People are extremely happy, of course. They celebrate in their manner with songs and traditional dance. They are happy to see some shift forward, and they thank all civil society organizations, individuals and media, who helped them fight for their river. Even though they are aware that case is not fully over yet, this is one huge step forward.
What does the court's verdict mean for many months of resistance?
It is mainly time to go home and return to their normal life after 24 hours per day in order to prevent construction.
You mentioned that it is not closed yet. What is the current situation in Kruščica then?
All permits for both projects are now canceled, but investors may file an appeal against the verdict, and they can strive for new permits. However, this time they would have kept an eye on the terms of transparency-- they should have been communicating with all interested parties, in the first place. The local community should have been involved in the process from the beginning.
So Kruscica River is not safe from hydropower construstion for now?
Not yet, I think it will be soon.
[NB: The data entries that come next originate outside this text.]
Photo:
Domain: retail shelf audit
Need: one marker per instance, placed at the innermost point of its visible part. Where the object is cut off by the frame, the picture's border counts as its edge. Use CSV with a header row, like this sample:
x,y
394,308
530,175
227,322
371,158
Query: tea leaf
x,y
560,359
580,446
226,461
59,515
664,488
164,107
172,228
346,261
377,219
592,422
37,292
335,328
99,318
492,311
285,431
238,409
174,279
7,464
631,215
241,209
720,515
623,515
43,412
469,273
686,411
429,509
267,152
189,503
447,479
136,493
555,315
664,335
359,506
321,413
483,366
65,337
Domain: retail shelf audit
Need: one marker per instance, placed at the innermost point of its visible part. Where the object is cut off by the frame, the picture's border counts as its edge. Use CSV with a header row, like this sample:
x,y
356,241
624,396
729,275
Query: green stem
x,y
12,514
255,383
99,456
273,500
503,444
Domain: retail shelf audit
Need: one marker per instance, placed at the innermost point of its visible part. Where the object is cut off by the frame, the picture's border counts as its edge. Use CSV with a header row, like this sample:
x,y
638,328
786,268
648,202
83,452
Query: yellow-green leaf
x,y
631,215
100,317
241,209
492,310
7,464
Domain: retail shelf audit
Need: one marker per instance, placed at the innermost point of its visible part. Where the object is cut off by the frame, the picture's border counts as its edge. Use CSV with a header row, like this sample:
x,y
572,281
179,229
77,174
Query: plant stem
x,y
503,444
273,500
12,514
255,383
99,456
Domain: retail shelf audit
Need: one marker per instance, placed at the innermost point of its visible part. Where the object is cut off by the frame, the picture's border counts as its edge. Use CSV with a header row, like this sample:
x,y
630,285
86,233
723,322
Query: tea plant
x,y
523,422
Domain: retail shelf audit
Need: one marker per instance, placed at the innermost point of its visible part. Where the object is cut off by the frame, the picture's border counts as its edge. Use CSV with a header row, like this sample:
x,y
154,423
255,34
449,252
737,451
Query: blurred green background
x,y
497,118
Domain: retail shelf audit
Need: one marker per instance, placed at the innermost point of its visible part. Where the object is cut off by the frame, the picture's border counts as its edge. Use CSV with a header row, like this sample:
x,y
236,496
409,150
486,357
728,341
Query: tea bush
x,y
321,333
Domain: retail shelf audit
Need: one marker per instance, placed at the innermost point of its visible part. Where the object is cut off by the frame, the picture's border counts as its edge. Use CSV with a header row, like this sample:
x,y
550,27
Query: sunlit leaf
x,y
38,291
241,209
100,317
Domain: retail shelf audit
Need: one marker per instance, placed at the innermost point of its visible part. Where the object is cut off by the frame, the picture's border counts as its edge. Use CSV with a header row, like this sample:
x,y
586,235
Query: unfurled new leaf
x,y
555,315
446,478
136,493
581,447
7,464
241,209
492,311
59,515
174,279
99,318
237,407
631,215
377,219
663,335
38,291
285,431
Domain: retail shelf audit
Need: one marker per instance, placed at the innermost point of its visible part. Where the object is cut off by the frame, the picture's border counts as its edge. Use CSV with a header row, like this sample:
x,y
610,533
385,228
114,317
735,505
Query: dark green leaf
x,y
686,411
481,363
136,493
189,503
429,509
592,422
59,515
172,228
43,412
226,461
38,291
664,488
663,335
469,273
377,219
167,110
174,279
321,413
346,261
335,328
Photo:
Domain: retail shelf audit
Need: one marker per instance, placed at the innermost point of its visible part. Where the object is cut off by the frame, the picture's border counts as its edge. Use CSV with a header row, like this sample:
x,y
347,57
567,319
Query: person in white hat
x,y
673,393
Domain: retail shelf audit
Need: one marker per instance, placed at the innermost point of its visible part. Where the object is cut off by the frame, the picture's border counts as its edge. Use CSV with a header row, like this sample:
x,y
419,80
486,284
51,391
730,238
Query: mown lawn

Alongside with stopping the current projects, this is going to be a strong message to other investors to bear in mind that they are not welcome there.
Can you outguess what we can expect in Kruscica, what will be the closest development?
We all keep our eyes open and wait for the final outcome of the civil proceedings related to concessions. We hope it will be in our favor and that concessions will be canceled for good.
How did the locals change the blocade itself?
Kruscica residents are now more interested in public affairs. They realize that they have rights and opportunities in terms of infrastructure development to improve their quality of life. Their dream is to revive touristic potentials of the area, as it was in the former republic (Yugoslavia). The local community board is very active, as well as the local association "Bistro," which was established last year during the protests.
Kruscica is not the first to succeed, but similar happy-endings to such cases in Bosnia and Herzegovina are very rare. How important is it for other similar disputes? Might it be some kind of precedent on how to promote environmental activism?
The story of Kruscica has been covered by media significantly. Surely, it will encourage other activists to stand up for their rivers and see that change is possible. It is important to be united, brave, persistent, and to be able to recognize and overcome different obstacles that stand in the way. This case is already motivating other groups, and sometimes Kruščica people support these groups in protests or advisory issues.
Jelena Ivanic was born in 1987 in Novi Grad.
She studied ecology and environmental protection at the University of Banja Luka.
She has been volunteering for a long time, organizing awareness seminars
and youth education on environmental issues.
In the Center for the Environment , she focuses on energy and climate change.